Francesco Manacorda - Radical Nature

Francesco Manacorda - Radical Nature

17/12/2009

text: Rachel Doyle

PHOTO: AGNES DENES

Visitors to London’s Barbican Art Gallery this summer and autumn encountered a dramatic, whimsical and thoroughly green alternate reality. Called Radical Nature, the impassioned and comprehensive exhibition collected 40 years of multimedia works inspired by the natural world, from luminaries like Richard Buckminster Fuller, Joseph Beuys and Simon Starling. We had a heady chat about nature, not to mention philosophical ideas and political underpinnings, with the soft-spoken Italian curator Francesco Manacorda.

 

What was your vision for Radical Nature?

Essentially, the aim was to look at different modes of relating to nature, which went from a more activist approach to a collaboration in which artists or architects worked with natural elements to complete their work. We really tried to work on the relationship between inside and outside and use the gallery space as the artificial inside where nature is forced in and kept alive.
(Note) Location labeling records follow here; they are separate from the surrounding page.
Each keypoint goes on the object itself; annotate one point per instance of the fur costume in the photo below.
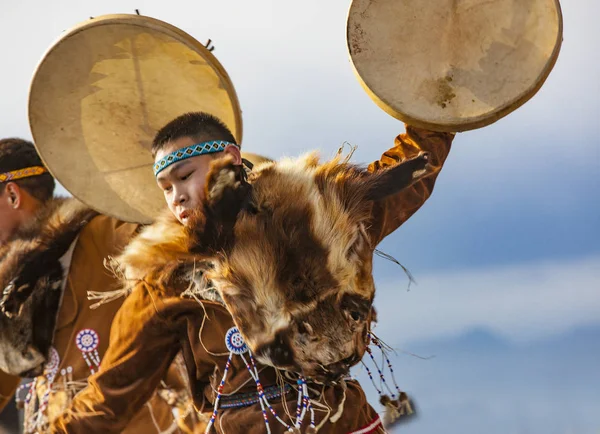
(174, 307)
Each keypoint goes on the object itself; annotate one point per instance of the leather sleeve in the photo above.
(144, 340)
(8, 386)
(391, 212)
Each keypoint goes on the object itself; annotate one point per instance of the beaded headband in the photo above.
(190, 151)
(22, 173)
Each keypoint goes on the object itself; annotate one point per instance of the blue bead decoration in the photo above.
(190, 151)
(235, 342)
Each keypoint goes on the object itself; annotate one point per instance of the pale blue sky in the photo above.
(508, 243)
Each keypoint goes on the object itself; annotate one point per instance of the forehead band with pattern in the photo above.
(22, 173)
(190, 151)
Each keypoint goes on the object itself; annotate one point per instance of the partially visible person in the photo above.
(172, 308)
(52, 253)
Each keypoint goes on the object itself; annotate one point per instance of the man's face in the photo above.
(183, 183)
(9, 217)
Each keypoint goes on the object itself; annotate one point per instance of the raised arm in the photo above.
(391, 212)
(144, 340)
(8, 385)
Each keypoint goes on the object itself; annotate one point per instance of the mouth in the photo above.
(183, 215)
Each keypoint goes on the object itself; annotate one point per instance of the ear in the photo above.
(14, 195)
(226, 193)
(392, 180)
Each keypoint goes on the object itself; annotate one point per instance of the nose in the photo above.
(279, 351)
(179, 197)
(337, 370)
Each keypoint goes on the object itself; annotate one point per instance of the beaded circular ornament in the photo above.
(235, 342)
(87, 340)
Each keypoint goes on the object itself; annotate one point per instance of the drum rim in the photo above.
(146, 22)
(475, 122)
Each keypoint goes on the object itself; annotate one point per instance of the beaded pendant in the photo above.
(87, 340)
(237, 347)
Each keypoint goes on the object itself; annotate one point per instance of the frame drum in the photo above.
(453, 65)
(101, 93)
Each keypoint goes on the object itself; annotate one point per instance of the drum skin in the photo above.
(101, 93)
(453, 65)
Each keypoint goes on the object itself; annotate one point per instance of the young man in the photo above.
(51, 255)
(171, 308)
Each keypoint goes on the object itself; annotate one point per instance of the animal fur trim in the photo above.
(32, 277)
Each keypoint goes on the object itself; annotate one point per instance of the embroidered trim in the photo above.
(371, 428)
(22, 173)
(251, 398)
(190, 151)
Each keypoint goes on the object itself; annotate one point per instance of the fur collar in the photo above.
(160, 255)
(31, 271)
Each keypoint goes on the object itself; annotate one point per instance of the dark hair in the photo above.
(198, 125)
(18, 154)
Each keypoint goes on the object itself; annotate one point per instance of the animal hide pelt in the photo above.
(31, 278)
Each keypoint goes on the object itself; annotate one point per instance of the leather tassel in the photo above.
(395, 408)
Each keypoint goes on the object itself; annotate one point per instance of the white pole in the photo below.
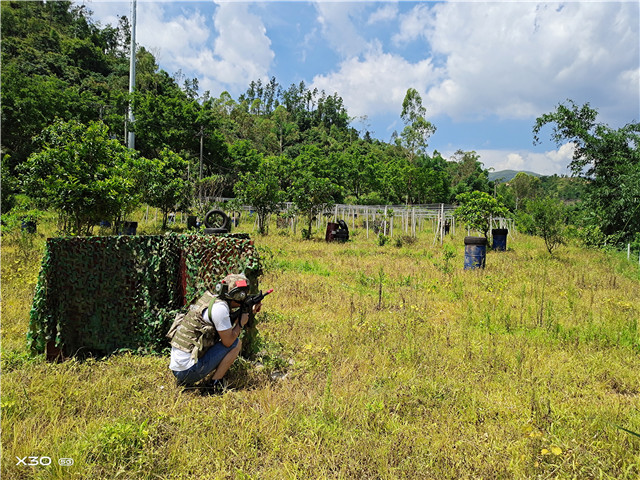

Did Radical Nature have political aims?

It didn’t have a direct political aim. My position is that the goal of art is not to be directly advocating activism per se, but very often it happens that artistic gestures have a critical political effect. But intentions don’t always go with the effect. I preferred to show a multiplicity of approaches rather than a single one.

How were each of the approaches effective?

They set a series of different tones as a way of responding to a central, shared issue. In one case, it’s an imitation that points out how nature is commoditised and displaced for corporate, political or economic use, while in another case, with Tue Greenfort’s Daimlerstrasse 38, it shows urban foxes reacting to an artificial habitat and making it theirs. Some people really like the fox work, but others find it too ironic and subtle. With different people, the artworks have different effects. Agnes Denes’ Wheatfield – A Confrontation enthralled me. I couldn’t believe something like that only took place once, in 1982.

What were the circumstances behind it?

It was done in New York in an area just north of Battery Park [several blocks from the New York Stock Exchange] that then got developed. Agnes decided to have this quite striking and dissonant project in which a piece of agricultural life was directly imported into this urban space. Along with schoolchildren, she grew and harvested [two acres of] wheat, which was distributed around the world.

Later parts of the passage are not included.